With the technology craze and increased use of tablets in high school classrooms, universities across America have also turned to new-age educational options. A new kind of textbook has been created called an e-book that students can read on the Internet, effectively saving them money and the hassle of carrying around large, heavy books.
Students and teachers at Cornell University, Indiana University at Bloomington, the University of Minnesota, University of Virginia, and University of Wisconsin at Madison took place in a pilot program in the spring of 2012. The study analyzed e-book projects and the commentary of those involved. While inventors expected the technology to take off, it has received mixed reviews during the tests.
“Students praised the e-books for helping them save money but didn’t like reading on electronic devices. Many of them complained that the e-book platform was hard to navigate.
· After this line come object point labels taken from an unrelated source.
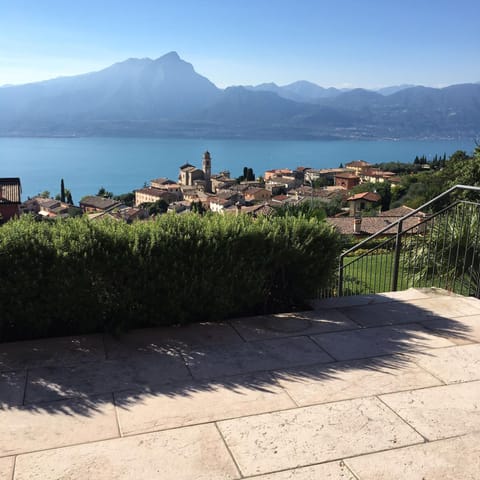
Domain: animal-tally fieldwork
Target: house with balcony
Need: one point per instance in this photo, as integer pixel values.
(10, 198)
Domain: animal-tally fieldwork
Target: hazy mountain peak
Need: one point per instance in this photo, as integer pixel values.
(172, 57)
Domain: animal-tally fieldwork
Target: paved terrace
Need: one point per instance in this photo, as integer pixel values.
(375, 387)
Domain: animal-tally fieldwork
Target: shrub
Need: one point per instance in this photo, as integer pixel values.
(76, 276)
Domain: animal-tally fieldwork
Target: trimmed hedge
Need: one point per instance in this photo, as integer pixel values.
(76, 276)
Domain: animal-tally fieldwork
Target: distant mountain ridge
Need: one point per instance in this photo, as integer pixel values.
(167, 97)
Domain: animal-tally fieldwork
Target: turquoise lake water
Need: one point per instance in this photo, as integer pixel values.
(124, 164)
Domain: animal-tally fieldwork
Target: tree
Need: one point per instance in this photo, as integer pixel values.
(62, 191)
(197, 207)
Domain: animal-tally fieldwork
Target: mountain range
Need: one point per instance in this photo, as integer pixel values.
(167, 97)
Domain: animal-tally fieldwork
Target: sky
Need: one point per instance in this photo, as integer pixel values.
(339, 43)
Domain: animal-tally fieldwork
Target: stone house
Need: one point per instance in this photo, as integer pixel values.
(10, 198)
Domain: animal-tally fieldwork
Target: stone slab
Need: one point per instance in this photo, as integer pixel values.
(138, 371)
(197, 402)
(12, 388)
(371, 342)
(191, 453)
(325, 471)
(391, 313)
(452, 459)
(452, 365)
(211, 362)
(56, 424)
(461, 330)
(309, 435)
(345, 380)
(439, 412)
(6, 468)
(292, 324)
(51, 351)
(164, 339)
(447, 306)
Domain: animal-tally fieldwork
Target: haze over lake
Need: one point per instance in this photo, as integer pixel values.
(124, 164)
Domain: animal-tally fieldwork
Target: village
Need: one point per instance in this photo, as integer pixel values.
(200, 190)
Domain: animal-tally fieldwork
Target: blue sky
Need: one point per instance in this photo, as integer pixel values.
(341, 43)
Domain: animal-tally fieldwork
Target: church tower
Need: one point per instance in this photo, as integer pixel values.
(207, 169)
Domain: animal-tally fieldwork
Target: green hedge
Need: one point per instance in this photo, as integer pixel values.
(77, 276)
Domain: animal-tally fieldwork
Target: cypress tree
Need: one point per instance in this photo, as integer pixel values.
(62, 191)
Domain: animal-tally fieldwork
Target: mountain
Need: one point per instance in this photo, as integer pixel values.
(167, 97)
(393, 89)
(164, 89)
(300, 91)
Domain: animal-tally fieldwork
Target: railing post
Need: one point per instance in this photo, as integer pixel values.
(396, 260)
(340, 277)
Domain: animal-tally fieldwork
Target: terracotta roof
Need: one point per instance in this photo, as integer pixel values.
(347, 175)
(368, 196)
(154, 192)
(99, 202)
(400, 212)
(358, 164)
(370, 225)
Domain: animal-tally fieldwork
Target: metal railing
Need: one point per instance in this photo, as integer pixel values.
(437, 244)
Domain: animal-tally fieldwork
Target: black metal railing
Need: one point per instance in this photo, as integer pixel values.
(437, 244)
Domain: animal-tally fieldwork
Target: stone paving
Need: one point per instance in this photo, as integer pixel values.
(374, 387)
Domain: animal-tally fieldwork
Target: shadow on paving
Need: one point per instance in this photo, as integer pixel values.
(255, 356)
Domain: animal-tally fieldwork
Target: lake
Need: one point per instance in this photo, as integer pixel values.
(124, 164)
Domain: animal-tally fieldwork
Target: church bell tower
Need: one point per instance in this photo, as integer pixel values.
(207, 169)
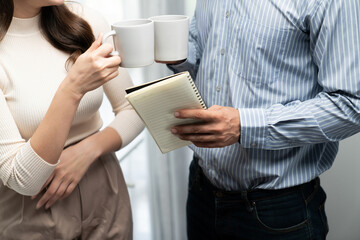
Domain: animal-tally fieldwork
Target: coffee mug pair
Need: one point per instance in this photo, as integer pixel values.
(141, 41)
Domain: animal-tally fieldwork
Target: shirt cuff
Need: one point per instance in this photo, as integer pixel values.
(254, 129)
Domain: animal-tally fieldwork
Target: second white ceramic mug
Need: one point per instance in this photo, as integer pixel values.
(171, 37)
(134, 42)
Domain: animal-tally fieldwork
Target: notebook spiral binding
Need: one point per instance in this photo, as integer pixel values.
(196, 91)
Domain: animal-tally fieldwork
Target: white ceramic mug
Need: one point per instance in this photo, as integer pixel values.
(134, 42)
(171, 37)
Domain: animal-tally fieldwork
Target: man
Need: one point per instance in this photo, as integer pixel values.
(282, 83)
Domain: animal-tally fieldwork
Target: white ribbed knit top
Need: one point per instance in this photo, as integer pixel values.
(31, 70)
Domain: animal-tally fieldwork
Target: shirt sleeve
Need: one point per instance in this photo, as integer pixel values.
(194, 52)
(21, 169)
(333, 114)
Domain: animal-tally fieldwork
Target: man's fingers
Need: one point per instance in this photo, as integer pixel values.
(104, 50)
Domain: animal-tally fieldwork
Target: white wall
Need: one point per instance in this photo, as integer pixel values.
(342, 185)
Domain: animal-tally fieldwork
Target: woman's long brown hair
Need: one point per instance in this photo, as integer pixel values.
(63, 29)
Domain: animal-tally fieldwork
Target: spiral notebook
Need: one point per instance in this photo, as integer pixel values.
(155, 102)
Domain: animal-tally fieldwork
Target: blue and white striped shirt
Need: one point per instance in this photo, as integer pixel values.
(292, 70)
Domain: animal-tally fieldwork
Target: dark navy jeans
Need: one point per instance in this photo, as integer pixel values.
(295, 213)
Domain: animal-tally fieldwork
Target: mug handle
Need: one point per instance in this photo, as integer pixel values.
(109, 34)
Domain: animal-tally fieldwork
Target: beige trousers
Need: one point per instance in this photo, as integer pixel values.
(99, 208)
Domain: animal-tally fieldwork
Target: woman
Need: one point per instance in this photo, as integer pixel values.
(52, 79)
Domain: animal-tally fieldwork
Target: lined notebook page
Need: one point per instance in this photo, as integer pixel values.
(156, 105)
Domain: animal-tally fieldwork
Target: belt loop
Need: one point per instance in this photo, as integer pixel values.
(244, 197)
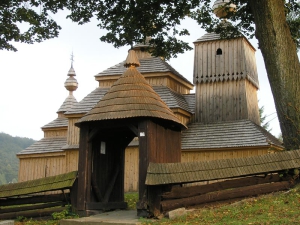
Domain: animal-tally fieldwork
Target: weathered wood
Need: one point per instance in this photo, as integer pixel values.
(96, 189)
(226, 194)
(105, 205)
(32, 207)
(183, 192)
(83, 166)
(31, 213)
(32, 200)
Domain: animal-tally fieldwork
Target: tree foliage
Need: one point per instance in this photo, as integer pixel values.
(9, 163)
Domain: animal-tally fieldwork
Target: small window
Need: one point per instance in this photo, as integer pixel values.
(219, 51)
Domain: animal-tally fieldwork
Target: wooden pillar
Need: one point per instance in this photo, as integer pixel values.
(84, 170)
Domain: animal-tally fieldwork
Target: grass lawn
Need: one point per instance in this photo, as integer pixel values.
(277, 208)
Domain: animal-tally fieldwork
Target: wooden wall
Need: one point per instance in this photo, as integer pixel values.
(226, 101)
(53, 164)
(55, 132)
(73, 132)
(131, 175)
(237, 59)
(37, 166)
(71, 160)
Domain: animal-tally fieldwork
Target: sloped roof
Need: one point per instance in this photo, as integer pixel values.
(58, 122)
(172, 98)
(191, 101)
(45, 145)
(168, 173)
(229, 134)
(88, 102)
(67, 104)
(148, 65)
(131, 96)
(209, 37)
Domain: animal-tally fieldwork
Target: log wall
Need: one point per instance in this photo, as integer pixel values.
(41, 165)
(37, 167)
(55, 133)
(73, 132)
(71, 160)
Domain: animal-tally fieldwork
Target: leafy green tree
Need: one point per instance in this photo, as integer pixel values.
(275, 23)
(265, 124)
(9, 163)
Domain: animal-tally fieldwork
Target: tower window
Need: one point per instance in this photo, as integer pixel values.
(219, 51)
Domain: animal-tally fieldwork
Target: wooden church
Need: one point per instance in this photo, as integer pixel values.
(220, 120)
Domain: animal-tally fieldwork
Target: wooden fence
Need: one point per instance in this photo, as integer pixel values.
(36, 198)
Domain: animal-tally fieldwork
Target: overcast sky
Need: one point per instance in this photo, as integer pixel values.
(32, 79)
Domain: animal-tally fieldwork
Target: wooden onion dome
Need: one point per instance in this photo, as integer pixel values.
(131, 96)
(71, 85)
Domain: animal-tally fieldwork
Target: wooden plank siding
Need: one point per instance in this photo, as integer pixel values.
(36, 167)
(55, 132)
(41, 165)
(73, 132)
(71, 160)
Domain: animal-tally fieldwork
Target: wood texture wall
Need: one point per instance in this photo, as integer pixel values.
(73, 132)
(226, 101)
(71, 160)
(41, 165)
(53, 164)
(55, 133)
(237, 59)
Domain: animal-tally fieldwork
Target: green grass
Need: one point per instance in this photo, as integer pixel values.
(278, 208)
(131, 198)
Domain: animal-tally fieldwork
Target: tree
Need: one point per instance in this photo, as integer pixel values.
(275, 23)
(263, 118)
(35, 14)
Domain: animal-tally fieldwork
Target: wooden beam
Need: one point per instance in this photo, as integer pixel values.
(105, 205)
(248, 191)
(31, 213)
(32, 207)
(184, 192)
(32, 200)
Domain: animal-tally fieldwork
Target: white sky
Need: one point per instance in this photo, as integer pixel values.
(32, 79)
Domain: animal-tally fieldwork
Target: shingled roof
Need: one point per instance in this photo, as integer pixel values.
(67, 104)
(171, 98)
(170, 173)
(88, 102)
(131, 96)
(148, 65)
(58, 122)
(45, 145)
(229, 134)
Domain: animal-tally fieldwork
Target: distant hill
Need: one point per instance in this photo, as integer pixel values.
(9, 163)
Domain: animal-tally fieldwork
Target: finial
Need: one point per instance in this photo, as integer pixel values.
(71, 83)
(132, 59)
(72, 59)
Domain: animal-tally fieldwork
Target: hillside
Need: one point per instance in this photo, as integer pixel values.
(9, 163)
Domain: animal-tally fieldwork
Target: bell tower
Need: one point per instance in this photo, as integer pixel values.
(225, 77)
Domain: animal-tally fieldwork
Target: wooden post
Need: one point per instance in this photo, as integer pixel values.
(84, 169)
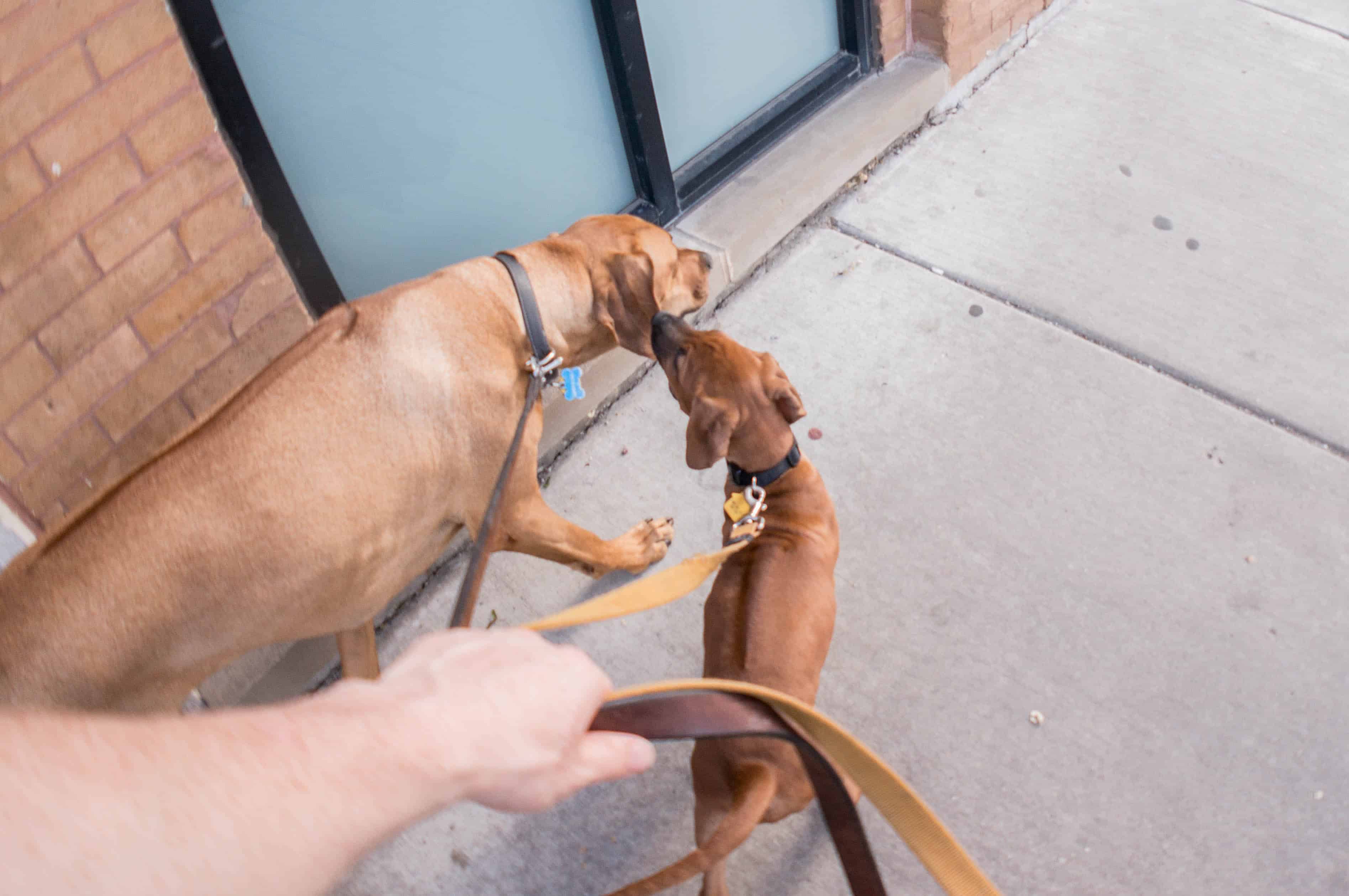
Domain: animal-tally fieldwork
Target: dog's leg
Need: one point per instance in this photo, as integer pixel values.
(707, 818)
(359, 658)
(533, 528)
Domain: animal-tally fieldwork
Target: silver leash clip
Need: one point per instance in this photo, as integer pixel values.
(541, 368)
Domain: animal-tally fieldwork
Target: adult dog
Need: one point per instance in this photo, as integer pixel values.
(335, 478)
(770, 617)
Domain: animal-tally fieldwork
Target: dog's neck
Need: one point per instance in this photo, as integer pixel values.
(566, 297)
(760, 453)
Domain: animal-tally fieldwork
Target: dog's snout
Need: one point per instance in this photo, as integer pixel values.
(663, 332)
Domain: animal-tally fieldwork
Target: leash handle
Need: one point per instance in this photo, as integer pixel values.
(702, 713)
(467, 598)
In addition, most professors who responded said that they didn’t use the e-books’ collaborative features, which include the ability to share notes or create links within the text,” according to an article in The Chronicle.
However, Bradley C. Wheeler, the vice president for information technology for Indiana University and the e-books’ creator, is optimistic that the attitude toward the technology will change with time.
“With technology, many things change with repeated use,” Wheeler said. “People have lots of early first impressions as they experience new things, and over time you will start to see things become more mainstream, as the technology improves and skills and even attitudes toward use improve.”
When asked, students reported that e-books did not help them improve interactions with professors or other classmates because they did not utilize the technology’s collaborative features.
The pilot program had six major findings:
- Only 12 percent of users chose to buy a hard copy of the e-book
- Lower cost and portability were considered the most important variables affecting students’ decision of whether or not to purchase eTexts in the future
- Students frequently mentioned devices’ functionality and the difficulties they had reading the text
- Faculty did not report using the enhanced features and voiced a need for more training to increase the potential for student-student or student-teacher collaboration
- Students voiced concerns about the inability to access the e-texts without an Internet connection.
The pilot program will continue to grow in the fall with twenty-four new universities joining the roster for testing.